Mário Celso Petraglia

Uma vez favorecido, sempre favorecido. Todo monopólio parte do princípio de que não é aberta a outros a participação no grupo daqueles que controlam um sistema e determinam as regras que o operam. Toda iniciativa para mudar qualquer ordem nessa dinâmica tende a ser frustrada, pois o teto de cada um é preestabelecido pelos próprios organizadores desse sistema.

É importante fazer este ponto antes de começar a responder à questão trazida para este debate: “O modelo de divisão das cotas de TV para os clubes de futebol é adequado?”

O dirigente Mário Celso Petraglia:
Nós, do Athletico Paranaense, estamos há mais de 20 anos dizendo que não. Antes mesmo de haver questionamentos a respeito dessa adequação. Antes de a mídia se modernizar e de o termo “cotas de TV” soar anacrônico. Antes do streaming, de comunicação multiplataforma, de tecnologia de produção e de transmissão mais acessíveis.

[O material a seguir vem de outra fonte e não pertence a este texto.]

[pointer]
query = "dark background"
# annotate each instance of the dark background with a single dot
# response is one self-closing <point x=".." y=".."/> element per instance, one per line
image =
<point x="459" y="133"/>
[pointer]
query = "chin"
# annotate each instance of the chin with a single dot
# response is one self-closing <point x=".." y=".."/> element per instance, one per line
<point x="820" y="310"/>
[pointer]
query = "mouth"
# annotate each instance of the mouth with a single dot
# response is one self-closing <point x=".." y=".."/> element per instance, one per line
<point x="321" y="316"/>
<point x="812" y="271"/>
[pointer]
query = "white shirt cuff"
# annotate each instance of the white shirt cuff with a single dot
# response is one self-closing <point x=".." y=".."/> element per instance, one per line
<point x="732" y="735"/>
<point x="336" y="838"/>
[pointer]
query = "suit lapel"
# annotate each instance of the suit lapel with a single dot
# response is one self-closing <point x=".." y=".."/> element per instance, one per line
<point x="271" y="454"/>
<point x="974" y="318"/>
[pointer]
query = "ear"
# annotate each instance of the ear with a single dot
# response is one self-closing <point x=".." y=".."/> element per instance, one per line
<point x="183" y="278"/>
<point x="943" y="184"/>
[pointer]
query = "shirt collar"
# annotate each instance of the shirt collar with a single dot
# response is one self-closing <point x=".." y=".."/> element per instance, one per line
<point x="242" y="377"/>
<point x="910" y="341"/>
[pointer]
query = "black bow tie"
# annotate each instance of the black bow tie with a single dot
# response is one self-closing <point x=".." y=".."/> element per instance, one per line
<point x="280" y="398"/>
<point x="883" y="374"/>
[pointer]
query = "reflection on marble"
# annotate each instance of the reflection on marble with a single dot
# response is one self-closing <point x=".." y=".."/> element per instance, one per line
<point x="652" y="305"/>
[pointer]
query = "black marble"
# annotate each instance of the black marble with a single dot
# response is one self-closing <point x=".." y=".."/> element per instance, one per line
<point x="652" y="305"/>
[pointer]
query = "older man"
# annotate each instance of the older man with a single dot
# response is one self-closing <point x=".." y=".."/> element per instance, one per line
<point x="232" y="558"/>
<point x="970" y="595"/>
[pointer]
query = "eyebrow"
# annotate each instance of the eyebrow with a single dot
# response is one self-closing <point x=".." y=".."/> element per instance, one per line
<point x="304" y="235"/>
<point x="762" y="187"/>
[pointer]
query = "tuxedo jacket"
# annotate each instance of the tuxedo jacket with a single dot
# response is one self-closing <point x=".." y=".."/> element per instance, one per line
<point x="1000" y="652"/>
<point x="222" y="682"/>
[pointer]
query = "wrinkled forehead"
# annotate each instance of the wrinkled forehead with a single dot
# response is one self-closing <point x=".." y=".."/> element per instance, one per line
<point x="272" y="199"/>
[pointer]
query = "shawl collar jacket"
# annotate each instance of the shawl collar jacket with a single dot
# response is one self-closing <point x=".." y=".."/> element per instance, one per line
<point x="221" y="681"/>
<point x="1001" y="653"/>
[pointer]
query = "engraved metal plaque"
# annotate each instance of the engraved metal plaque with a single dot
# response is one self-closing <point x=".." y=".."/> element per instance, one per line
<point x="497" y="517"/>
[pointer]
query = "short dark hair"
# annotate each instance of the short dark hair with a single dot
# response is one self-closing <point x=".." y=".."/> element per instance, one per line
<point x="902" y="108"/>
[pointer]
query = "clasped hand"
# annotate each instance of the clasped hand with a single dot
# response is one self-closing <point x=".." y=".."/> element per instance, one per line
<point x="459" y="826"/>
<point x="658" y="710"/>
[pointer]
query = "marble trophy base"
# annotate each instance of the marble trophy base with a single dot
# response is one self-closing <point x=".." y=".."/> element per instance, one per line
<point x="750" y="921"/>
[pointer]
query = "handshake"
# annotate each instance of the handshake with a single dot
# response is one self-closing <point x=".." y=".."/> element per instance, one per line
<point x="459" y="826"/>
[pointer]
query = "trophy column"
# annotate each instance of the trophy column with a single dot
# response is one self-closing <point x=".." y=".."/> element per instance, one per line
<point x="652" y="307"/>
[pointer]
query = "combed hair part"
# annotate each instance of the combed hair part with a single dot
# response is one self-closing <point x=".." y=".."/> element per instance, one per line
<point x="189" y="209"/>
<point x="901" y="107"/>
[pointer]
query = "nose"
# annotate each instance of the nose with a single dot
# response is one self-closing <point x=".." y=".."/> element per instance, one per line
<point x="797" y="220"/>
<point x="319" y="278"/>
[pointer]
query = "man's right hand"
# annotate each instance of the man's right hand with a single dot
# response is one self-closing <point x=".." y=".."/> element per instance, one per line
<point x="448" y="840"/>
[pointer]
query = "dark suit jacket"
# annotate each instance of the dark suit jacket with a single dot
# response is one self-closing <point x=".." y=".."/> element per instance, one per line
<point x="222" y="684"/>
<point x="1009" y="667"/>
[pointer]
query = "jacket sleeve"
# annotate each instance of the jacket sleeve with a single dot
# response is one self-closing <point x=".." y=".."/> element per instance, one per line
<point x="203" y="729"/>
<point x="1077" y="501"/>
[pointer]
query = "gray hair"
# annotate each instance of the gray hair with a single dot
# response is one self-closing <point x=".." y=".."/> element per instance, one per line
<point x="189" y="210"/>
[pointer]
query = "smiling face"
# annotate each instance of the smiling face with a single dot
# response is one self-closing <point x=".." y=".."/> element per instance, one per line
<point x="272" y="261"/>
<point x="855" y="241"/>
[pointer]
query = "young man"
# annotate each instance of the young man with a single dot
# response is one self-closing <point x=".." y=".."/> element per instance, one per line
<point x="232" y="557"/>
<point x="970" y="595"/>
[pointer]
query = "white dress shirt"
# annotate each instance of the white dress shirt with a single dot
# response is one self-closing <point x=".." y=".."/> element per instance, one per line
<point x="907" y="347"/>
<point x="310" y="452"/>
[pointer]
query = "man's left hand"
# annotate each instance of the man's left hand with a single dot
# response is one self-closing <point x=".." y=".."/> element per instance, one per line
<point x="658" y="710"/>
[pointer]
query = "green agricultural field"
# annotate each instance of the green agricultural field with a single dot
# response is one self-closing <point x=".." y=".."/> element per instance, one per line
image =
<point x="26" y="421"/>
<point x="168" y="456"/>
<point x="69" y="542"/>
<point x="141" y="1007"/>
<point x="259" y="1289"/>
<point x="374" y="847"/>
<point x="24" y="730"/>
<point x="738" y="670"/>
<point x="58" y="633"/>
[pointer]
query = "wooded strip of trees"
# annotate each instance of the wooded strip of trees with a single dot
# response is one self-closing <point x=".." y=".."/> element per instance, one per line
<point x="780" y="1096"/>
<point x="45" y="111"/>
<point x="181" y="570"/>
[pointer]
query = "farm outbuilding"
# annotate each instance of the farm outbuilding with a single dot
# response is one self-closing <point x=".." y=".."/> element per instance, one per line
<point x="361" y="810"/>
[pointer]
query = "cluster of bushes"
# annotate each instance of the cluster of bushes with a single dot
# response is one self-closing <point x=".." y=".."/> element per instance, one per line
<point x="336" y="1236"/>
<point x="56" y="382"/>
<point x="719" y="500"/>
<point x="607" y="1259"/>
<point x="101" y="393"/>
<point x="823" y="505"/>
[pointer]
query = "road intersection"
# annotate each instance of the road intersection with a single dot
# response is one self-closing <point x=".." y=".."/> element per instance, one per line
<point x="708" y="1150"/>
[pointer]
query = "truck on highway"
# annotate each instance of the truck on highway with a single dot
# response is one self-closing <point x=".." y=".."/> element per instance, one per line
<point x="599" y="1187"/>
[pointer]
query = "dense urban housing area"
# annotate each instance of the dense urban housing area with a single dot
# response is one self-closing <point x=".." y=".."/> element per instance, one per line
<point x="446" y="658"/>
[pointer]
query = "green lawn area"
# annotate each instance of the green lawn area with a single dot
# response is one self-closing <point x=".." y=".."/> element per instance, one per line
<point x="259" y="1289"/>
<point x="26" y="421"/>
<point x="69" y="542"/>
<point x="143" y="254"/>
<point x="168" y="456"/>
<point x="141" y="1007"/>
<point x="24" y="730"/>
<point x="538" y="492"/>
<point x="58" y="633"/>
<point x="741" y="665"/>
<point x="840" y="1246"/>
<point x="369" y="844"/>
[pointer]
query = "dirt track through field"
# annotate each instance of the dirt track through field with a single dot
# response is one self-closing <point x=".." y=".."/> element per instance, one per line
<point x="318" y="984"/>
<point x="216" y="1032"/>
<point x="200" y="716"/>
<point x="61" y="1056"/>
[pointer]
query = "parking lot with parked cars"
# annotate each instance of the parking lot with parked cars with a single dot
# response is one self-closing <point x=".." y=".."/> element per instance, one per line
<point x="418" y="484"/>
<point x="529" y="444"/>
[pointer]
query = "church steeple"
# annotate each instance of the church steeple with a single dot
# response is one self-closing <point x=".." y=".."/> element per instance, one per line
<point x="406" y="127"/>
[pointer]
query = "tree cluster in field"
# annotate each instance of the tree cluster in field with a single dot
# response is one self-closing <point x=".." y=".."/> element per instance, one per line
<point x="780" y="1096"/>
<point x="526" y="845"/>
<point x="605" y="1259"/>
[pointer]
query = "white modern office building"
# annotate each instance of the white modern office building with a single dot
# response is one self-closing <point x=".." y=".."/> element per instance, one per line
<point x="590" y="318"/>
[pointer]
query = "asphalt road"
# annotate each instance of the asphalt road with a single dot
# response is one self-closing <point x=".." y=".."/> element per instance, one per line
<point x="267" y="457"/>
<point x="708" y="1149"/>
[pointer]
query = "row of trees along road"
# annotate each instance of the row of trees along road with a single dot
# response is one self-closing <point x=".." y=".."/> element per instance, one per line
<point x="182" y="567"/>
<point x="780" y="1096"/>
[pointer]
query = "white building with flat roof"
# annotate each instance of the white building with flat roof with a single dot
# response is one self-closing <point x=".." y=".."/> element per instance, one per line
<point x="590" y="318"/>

Mas parece que ainda vivemos no Brasil que liga a TV para ver um só canal, com uma só linguagem e abordagem. É algo que permanece há mais de meio século —e os mais favorecidos dizem que “tem que manter isso aí”, agindo pesado contra qualquer mudança.

É determinante a quebra desse modelo para que o Brasil retome seu protagonismo como escola no futebol mundial, pois paramos no tempo.

O sistema não tem interesse em desenvolver o futebol brasileiro, mas em desenvolver um ou dois clubes como se eles representassem todo o país. O consórcio do poder foi bem sucedido na construção dessa pirâmide que distribuiu os clubes em castas.

Se por um lado foi desenhado o organograma de influências, por outro foi determinado o tempo de exposição e de valorização e estabelecidos os personagens nessa pirâmide. O que estamos vendo agora é apenas a consolidação desse plano, que só não havia sido atingida ainda por más gestões.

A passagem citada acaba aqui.